- "We have always maintained that rising oil prices act as a tax on consumers, and are therefore counter-inflationary as they have a negative impact on consumer discretionary spending power." (No mention of core inflation)
If you want a good discussion of "the other side of the issue" then I recommend reading
- The real numbers, to most economically minded Americans, would be a face full of cold water. Based on the criteria in place a quarter century ago, today's U.S. unemployment rate is somewhere between 9 percent and 12 percent; the inflation rate is as high as 7 or even 10 percent; economic growth since the recession of 2001 has been mediocre, despite a huge surge in the wealth and incomes of the superrich, and we are falling back into recession.
- Readers should ask themselves how much angrier the electorate might be if the media, over the past five years, had been citing 8 percent unemployment (instead of 5 percent), 5 percent inflation (instead of 2 percent), and average annual growth in the 1 percent range (instead of the 3–4 percent range). We might ponder as well who profits from a low-growth U.S. economy hidden under statistical camouflage. Might it be Washington politicos and affluent elites, anxious to mislead voters, coddle the financial markets, and tamp down expensive cost-of-living increases for wages and pensions?
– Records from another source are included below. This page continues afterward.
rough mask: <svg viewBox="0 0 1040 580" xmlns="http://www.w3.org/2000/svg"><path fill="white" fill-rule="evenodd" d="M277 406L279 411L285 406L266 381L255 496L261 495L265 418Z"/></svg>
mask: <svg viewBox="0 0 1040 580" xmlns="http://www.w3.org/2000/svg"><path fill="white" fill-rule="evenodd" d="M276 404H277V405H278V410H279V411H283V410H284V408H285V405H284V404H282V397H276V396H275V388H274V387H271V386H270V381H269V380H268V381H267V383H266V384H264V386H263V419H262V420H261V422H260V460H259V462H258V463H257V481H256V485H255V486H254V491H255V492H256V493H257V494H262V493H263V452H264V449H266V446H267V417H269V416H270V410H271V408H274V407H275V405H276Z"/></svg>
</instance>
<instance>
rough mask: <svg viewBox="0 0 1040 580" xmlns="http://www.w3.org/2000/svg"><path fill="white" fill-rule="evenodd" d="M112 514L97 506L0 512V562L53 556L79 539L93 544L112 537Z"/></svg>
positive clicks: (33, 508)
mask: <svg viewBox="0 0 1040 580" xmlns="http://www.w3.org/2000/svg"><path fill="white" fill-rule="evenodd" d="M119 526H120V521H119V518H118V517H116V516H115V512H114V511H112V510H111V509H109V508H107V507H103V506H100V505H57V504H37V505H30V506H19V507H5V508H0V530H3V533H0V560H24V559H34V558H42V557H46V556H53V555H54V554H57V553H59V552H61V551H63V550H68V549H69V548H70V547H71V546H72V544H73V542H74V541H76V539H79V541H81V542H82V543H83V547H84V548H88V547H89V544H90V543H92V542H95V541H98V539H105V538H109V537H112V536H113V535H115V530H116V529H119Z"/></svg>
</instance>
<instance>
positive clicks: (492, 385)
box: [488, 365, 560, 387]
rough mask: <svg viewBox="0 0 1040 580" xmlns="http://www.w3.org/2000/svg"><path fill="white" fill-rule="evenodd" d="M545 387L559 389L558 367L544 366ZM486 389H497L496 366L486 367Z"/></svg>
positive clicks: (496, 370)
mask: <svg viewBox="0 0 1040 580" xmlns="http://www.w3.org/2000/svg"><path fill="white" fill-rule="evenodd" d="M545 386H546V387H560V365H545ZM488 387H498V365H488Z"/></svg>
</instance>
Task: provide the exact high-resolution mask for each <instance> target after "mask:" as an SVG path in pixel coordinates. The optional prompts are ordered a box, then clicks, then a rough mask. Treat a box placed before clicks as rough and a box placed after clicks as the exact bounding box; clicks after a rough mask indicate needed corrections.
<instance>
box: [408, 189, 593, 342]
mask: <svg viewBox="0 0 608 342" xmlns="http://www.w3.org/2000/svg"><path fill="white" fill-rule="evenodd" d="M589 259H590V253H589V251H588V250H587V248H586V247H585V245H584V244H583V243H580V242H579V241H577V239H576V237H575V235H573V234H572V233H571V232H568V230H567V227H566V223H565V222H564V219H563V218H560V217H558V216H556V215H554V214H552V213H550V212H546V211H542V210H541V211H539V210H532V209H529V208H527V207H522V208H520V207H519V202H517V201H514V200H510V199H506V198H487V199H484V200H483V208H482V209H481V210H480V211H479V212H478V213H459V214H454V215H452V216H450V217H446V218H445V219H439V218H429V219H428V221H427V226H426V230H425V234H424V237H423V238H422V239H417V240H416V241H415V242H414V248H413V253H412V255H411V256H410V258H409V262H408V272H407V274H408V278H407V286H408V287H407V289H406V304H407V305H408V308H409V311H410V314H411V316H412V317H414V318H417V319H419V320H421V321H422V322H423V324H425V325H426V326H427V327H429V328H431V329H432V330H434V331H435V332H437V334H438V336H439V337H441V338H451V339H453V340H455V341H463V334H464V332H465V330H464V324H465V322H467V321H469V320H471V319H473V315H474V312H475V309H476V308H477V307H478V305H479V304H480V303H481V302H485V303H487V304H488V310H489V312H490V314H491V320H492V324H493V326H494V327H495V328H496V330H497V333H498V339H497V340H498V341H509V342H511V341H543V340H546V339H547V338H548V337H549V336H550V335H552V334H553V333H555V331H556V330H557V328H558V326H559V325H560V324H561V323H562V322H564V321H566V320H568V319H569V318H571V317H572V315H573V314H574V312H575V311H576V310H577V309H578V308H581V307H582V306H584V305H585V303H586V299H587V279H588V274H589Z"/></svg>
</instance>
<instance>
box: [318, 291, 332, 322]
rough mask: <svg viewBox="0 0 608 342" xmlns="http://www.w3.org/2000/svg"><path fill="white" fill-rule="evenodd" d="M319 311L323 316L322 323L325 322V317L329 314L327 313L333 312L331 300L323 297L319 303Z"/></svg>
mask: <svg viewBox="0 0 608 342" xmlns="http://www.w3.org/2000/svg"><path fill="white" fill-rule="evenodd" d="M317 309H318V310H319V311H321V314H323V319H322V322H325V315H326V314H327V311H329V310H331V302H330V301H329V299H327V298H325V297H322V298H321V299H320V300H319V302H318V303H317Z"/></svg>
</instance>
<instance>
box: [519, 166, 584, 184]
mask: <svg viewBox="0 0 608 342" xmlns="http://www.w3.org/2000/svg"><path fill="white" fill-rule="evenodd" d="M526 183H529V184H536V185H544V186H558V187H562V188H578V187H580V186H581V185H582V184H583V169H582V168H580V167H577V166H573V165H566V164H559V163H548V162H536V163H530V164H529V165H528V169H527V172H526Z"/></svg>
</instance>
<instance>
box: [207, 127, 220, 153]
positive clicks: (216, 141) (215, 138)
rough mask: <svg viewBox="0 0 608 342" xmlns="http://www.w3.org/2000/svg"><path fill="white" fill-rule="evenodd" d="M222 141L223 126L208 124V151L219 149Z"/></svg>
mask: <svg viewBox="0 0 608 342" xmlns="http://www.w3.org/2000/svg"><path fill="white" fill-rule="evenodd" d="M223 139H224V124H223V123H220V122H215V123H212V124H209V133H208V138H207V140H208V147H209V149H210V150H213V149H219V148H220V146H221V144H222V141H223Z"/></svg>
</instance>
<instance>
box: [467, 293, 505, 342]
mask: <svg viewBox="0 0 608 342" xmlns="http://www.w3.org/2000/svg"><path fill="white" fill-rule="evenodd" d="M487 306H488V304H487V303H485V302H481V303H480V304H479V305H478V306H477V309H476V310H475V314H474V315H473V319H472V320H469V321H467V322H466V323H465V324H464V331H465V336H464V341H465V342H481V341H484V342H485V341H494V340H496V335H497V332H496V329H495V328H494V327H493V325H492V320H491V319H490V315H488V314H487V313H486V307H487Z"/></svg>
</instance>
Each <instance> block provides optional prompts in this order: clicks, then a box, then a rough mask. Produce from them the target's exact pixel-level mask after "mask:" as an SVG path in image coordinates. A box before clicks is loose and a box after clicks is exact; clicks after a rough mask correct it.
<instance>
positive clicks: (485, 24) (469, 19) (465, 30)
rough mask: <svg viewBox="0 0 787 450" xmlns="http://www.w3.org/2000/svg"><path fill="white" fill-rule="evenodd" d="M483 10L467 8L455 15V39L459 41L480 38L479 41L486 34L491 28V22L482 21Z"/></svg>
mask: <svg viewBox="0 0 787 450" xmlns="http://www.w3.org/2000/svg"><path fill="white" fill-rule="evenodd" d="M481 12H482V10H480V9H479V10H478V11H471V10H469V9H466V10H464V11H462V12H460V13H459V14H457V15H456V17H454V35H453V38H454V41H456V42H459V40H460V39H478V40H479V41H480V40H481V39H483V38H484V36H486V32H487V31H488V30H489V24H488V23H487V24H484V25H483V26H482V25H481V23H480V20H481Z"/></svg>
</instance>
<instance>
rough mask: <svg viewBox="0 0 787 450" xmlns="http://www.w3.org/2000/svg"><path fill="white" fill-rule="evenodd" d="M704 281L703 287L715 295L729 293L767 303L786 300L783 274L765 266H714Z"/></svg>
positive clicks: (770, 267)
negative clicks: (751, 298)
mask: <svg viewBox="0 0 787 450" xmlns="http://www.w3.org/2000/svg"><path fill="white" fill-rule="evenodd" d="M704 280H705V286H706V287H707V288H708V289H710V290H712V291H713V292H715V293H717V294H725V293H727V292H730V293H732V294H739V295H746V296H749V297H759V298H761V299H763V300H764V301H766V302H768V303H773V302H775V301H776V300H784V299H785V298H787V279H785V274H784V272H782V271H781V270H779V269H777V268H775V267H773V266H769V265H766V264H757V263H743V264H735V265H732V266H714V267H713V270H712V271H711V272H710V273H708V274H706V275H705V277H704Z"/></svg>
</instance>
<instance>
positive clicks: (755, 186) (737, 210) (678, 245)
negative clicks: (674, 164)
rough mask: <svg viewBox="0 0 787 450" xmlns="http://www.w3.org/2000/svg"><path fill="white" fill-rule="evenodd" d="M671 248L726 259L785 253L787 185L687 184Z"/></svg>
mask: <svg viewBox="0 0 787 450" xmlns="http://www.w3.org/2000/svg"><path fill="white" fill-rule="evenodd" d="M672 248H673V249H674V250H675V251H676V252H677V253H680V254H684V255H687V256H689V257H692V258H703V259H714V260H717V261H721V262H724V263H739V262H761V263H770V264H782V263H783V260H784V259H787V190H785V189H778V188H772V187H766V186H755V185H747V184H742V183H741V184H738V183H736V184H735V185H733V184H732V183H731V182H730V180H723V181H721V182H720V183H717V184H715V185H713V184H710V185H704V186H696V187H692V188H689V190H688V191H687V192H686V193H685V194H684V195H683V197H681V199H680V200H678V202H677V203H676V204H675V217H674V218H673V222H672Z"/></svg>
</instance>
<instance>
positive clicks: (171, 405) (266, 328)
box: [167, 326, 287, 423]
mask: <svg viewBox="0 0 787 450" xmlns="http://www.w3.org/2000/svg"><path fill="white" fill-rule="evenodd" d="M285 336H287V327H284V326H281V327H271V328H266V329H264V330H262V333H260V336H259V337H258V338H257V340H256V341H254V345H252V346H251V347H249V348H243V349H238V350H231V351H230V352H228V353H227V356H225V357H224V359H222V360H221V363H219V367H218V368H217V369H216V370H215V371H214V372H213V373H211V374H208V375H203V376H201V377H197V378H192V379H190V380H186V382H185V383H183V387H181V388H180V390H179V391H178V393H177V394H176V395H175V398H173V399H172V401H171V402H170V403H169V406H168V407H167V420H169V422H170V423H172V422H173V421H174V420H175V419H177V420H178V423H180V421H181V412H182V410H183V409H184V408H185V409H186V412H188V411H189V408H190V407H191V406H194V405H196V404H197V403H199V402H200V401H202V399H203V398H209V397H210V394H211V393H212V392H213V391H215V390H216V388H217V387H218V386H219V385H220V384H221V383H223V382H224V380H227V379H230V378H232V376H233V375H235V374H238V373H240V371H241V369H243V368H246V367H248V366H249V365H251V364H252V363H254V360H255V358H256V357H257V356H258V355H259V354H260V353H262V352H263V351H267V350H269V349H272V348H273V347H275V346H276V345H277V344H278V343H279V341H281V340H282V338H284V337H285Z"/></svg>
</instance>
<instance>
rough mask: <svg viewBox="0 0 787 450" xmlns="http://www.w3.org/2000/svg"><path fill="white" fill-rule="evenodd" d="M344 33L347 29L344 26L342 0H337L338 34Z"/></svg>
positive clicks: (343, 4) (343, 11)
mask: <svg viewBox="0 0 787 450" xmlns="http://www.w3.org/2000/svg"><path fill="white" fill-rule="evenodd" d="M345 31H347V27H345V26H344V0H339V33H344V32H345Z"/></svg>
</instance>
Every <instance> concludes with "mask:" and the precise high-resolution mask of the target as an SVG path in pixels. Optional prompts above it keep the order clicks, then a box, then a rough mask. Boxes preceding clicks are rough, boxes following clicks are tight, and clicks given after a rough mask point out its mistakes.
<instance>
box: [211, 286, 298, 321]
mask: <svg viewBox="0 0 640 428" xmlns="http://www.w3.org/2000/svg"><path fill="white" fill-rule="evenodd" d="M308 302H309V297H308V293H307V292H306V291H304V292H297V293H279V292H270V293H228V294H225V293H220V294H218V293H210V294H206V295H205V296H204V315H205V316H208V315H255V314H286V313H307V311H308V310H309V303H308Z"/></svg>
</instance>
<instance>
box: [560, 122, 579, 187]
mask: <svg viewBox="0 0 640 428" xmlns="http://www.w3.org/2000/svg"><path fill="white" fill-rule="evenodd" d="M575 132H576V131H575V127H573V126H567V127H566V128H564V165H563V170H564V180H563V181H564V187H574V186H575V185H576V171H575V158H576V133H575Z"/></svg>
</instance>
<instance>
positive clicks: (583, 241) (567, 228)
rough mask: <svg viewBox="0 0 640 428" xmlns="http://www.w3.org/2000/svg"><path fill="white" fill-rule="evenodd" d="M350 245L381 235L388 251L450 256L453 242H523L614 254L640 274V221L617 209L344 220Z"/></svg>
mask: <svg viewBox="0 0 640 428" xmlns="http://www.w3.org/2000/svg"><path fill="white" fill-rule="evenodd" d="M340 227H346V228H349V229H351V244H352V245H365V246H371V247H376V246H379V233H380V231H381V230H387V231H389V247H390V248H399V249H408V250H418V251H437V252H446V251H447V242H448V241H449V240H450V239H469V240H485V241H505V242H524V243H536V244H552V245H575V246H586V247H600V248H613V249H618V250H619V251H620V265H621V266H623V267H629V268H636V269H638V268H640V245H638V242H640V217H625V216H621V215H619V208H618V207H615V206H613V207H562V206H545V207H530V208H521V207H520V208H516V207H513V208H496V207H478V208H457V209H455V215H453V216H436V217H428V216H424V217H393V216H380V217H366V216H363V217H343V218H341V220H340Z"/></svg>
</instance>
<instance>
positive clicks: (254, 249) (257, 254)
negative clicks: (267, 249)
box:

- Since the Consumer Price Index was calculated by tracking a bundle of prices, so-called "core" inflation would simply exclude, because of "volatility," categories that happened to be particularly troublesome: at that time, food and energy. Core inflation could then be spotlighted when the "headline" number was embarrassing, as it was in 1973 and 1974. (The economic commentator Barry Ritholtz has joked that core inflation is better called "inflation ex-inflation"— i.e., inflation after the inflation has been excluded.)
- Nothing, however, can match the tortured evolution of the third key number, the somewhat misnamed Consumer Price Index. Government economists themselves admit that the revisions during the Clinton years worked to reduce the current inflation figures by more than a percentage point, but the overall distortion has been considerably more severe. Just the 1983 manipulation, which substituted "owner equivalent rent" for home-ownership costs, served to understate or reduce inflation during the recent housing boom by 3 to 4 percentage points.
Kirk Comment: An item I see missing from CPI calculations is the decrease in quality of customer service. You may get an item 50% cheaper these days but how much do you save if you value your time and spend hours on the phone with people in other countries to get information you should not have had to ask for? It is probably not a big deal until you add up all the time you could spend on the phone disputing bills to getting help for products that don't work rather than just live with it because it is not worth the hassle.
Bad Money: Reckless Finance, Failed Politics, and the Global Crisis of American Capitalism
by Kevin Phillips (Author)
J. Lewis wrote: "I have just ordered this book, but based on the excerpt published in this month's Harper's, it is a must-read for anyone concerned about our nation's economy and our position in the world. It appears to be lucid and well written, and it is not a political screen. (The bad guys are every administration in recent memory, not just the Bushes.)
Simply put, over the past 30-40 years, various administrations have changed the statistical bases of economic analysis. If consistent standards were used, inflation and unemployment would be shown to be much higher and the GNP much lower than we believe. We are losing the economic battle, but do not understand the extent to which we are because we have succeeded in lying to ourselves."